David, insieme alla moglie ucraina, lavorava a Roma in una cooperativa attiva nell’assistenza di persone disabili. Poi la decisione di trasferirsi a Leopoli e di far arrivare anche gli anziani genitori. L’inizio di una nuova vita. L’Italia, dunque, fino allo scoppio della guerra è sempre stata un capitolo chiuso. Tuttavia, ora a Leopoli le valigie sono sempre pronte perché il futuro è incerto.

“E’ una decisione difficile. Aspettiamo ma fino a quando? Razionalmente – racconta David all’AGI – qui dovremmo stare più tranquilli rispetto ad altri luoghi dell’Ucraina. Ma Putin è imprevedibile. Potremmo risvegliarci con la città bombardata. E’ rischioso anche rimanere qui. I bimbi, soprattutto la più grande di 12 anni, guardano le notizie e hanno paura”. Dubbi e interrogativi tra sirene di guerra e una vita che scorre in una calma apparente: orto, passeggiate nella natura.
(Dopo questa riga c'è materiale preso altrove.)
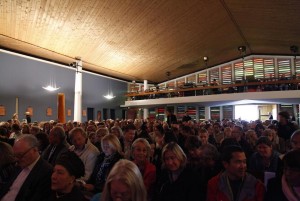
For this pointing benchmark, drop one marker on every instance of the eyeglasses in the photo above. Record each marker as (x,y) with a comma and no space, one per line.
(19,156)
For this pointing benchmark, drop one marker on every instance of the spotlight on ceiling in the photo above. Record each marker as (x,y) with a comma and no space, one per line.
(242,49)
(294,49)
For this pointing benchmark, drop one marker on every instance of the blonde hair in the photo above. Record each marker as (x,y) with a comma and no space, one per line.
(175,148)
(145,142)
(128,173)
(113,142)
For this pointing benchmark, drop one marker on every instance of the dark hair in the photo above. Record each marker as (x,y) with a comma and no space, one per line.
(292,159)
(128,127)
(228,151)
(284,114)
(264,140)
(228,142)
(192,142)
(72,163)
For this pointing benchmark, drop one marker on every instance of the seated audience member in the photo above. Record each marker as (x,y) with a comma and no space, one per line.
(15,131)
(287,187)
(278,144)
(43,141)
(129,135)
(34,179)
(100,133)
(177,182)
(105,161)
(234,183)
(251,138)
(25,129)
(124,182)
(203,135)
(265,159)
(141,154)
(86,151)
(34,130)
(238,134)
(7,163)
(67,169)
(295,140)
(57,145)
(117,131)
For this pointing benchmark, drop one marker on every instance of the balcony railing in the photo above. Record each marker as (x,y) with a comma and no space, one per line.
(213,88)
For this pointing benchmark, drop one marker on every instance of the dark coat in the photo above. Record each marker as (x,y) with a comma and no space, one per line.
(187,187)
(60,148)
(37,186)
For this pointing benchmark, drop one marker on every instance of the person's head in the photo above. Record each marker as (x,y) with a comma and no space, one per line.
(269,133)
(251,137)
(110,144)
(26,150)
(7,154)
(284,117)
(234,162)
(92,137)
(124,183)
(57,135)
(264,147)
(295,140)
(192,144)
(203,135)
(140,150)
(35,130)
(68,167)
(78,137)
(101,132)
(208,155)
(291,163)
(129,133)
(237,132)
(173,157)
(117,131)
(227,132)
(216,127)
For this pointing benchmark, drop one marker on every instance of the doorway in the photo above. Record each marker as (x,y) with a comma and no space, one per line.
(90,113)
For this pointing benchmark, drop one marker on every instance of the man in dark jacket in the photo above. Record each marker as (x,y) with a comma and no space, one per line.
(33,180)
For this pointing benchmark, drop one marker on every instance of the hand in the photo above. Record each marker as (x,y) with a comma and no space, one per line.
(89,187)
“Cerchiamo di distrarci”, spiega David, “io con le mie lezioni online di italiano. Poi a volte prepariamo del cibo da mandare all’esercito ucraino. L’ambasciata italiana ci ha detto che ogni giorno partono due autobus per l’Italia. All’inizio – spiega il 47enne – ci potrebbero ospitare i salesiani. Ma dopo il primo periodo è tutto un punto di domanda. Qui almeno abbiamo i nostri lavori, la nostra casa, la nostra vita”.

A ostacolare una immediata partenza per l’Italia ci sono anche lacci burocratici. “Io ho il passaporto scaduto e per qualche motivo in ambasciata non riescono a rinnovarlo subito. Mi darebbero solo un permesso temporaneo che scade dopo 7 giorni ma che non si può rinnovare. Cerchiamo di vivere normalmente – conclude l’insegnante – ma siamo spaventati”.